As many as four sitting board members are running for election at the same time they're covering up the scandal that will compel their immediate resignations.  David Robbins, Paula Maes, Lorenzo Garcia, and David Peercy are complicit in the effort to hide from prosecutors, evidence of criminal misconduct by senior APS administrators.

They and their publicly funded, private police force, are the only people who have ever seen the evidence of the misappropriation of funds and the harassment of whistleblowers, link, that constitute felony criminal misconduct.  The illegal NCIC criminal background checks broke federal felony statutes.
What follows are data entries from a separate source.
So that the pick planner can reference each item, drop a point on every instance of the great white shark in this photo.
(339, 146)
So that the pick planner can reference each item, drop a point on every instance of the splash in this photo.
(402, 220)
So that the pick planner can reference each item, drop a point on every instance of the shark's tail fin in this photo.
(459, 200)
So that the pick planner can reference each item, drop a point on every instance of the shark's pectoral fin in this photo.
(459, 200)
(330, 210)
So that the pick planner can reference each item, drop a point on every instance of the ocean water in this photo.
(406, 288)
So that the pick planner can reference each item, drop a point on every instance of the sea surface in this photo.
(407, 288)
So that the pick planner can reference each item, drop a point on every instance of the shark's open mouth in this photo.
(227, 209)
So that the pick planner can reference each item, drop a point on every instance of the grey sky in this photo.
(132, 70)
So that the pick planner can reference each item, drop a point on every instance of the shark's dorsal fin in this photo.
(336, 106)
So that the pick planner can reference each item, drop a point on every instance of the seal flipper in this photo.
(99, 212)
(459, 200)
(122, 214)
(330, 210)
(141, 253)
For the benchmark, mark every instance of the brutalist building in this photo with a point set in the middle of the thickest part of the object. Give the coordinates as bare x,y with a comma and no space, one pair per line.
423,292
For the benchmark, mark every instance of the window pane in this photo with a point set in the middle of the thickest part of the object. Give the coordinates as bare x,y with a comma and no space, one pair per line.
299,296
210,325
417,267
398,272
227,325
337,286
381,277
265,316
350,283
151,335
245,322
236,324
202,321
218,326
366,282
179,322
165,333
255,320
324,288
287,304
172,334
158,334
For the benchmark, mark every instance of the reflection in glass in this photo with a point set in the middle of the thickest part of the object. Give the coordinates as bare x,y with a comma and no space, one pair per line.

Clearly the Journal knows about the felony misconduct.  And they know no one was ever held accountable; no one ever stood before a judge, no prosecutor was ever given incontrovertible evidence of criminal misconduct.  They know that these four board members and the rest, are hiding the findings of as many of three investigations into the public corruption and incompetence in the leadership of the APS.  They know the findings, the Caswell Report in particular, name the names of the people who committed felonies.  They know the board and administration won't produce those findings for public inspection according to the NM Inspection of Public Records Act.

The Journal has never asked APS for those findings.
Either that, or they never reported that APS refused to produce them.

Either way, though the Journal is affecting the outcome of the elections, it's not in the good way.